The Father of Nephrology

The Man

Dr. Richard Bright was born September 28,1789 in Bristol, England. In the summer of 1810, following medical studies at the University of Edinburgh, he made a scientific expedition to Iceland. Upon his return, he began his prolific and prestigious association with Guy’s hospital in London.

Between the years of 1818 to 1820, Bright visited and consulted at clinics throughout Europe. In 1820, Bright was granted the title of Physician Extraordinary to Queen Victoria. Bright was also an accomplished writer and artist, publishing and illustrating many works related to medicine, and to his travels in general.

His Work With the Kidneys

Early in his medical career, Bright became fascinated with the function of the kidneys and performed many laboratory experiments to further his knowledge. His study of patients with protein in the urine, called albumin, resulted in diseases of the kidney with protein excretion being named Bright’s Disease.
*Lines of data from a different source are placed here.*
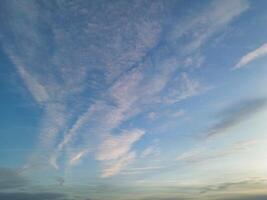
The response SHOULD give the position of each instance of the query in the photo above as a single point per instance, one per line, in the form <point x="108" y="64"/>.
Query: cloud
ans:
<point x="35" y="196"/>
<point x="198" y="28"/>
<point x="203" y="154"/>
<point x="115" y="146"/>
<point x="10" y="179"/>
<point x="251" y="56"/>
<point x="182" y="88"/>
<point x="114" y="167"/>
<point x="236" y="114"/>
<point x="110" y="64"/>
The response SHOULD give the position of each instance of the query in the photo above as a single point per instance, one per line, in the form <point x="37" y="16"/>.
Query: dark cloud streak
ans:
<point x="235" y="114"/>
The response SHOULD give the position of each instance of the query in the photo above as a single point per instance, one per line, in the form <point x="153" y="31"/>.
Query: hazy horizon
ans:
<point x="133" y="100"/>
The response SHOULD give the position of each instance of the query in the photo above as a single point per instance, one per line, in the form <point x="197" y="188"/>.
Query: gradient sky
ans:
<point x="133" y="100"/>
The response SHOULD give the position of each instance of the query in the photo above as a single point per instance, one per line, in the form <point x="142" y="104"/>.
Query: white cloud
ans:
<point x="251" y="56"/>
<point x="199" y="28"/>
<point x="112" y="168"/>
<point x="182" y="88"/>
<point x="115" y="146"/>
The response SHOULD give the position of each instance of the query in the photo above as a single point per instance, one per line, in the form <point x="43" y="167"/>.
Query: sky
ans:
<point x="133" y="100"/>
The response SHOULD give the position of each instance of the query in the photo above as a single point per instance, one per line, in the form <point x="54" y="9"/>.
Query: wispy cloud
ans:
<point x="113" y="167"/>
<point x="113" y="147"/>
<point x="251" y="56"/>
<point x="236" y="114"/>
<point x="208" y="22"/>
<point x="203" y="155"/>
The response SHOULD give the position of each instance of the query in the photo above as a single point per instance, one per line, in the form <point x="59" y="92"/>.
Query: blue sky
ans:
<point x="133" y="100"/>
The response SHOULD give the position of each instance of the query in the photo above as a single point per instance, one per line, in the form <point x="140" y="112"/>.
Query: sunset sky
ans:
<point x="133" y="100"/>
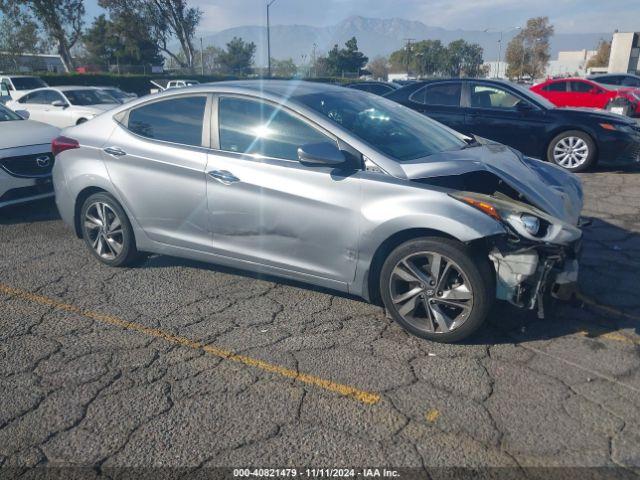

Dr. Bright continued to study kidney function. He had the first clinical experimental unit in England, and it was devoted to the study of nephrology; however, his work was not confined only to the renal system. He also voraciously studied the heart, lungs, and nervous systems. Dr. Bright was the first physician to distinguish the accumulation of fluid in the body-called edema-from diseases of cardiac, hepatic, and renal origins.

The Legacy

On December 16, 1858, Dr. Richard Bright died at the age of 69 from valvular heart disease. A dedication to his life’s work was erected at St. James’ Church in Piccadilly with the following quote:

“He contributed to medical science many discoveries and works of great value,

And died while in the full practice of his profession,

After a life of warm affection, unsullied purity, and great usefulness.”

What better could be said about a person’s contribution to the world than the preceding words? Dr. Bright left behind a legacy that will endure beyond the bounds of time. The knowledge that he discovered and shared almost 200 years ago is still being built upon today, carried out by the grandchildren of nephrology.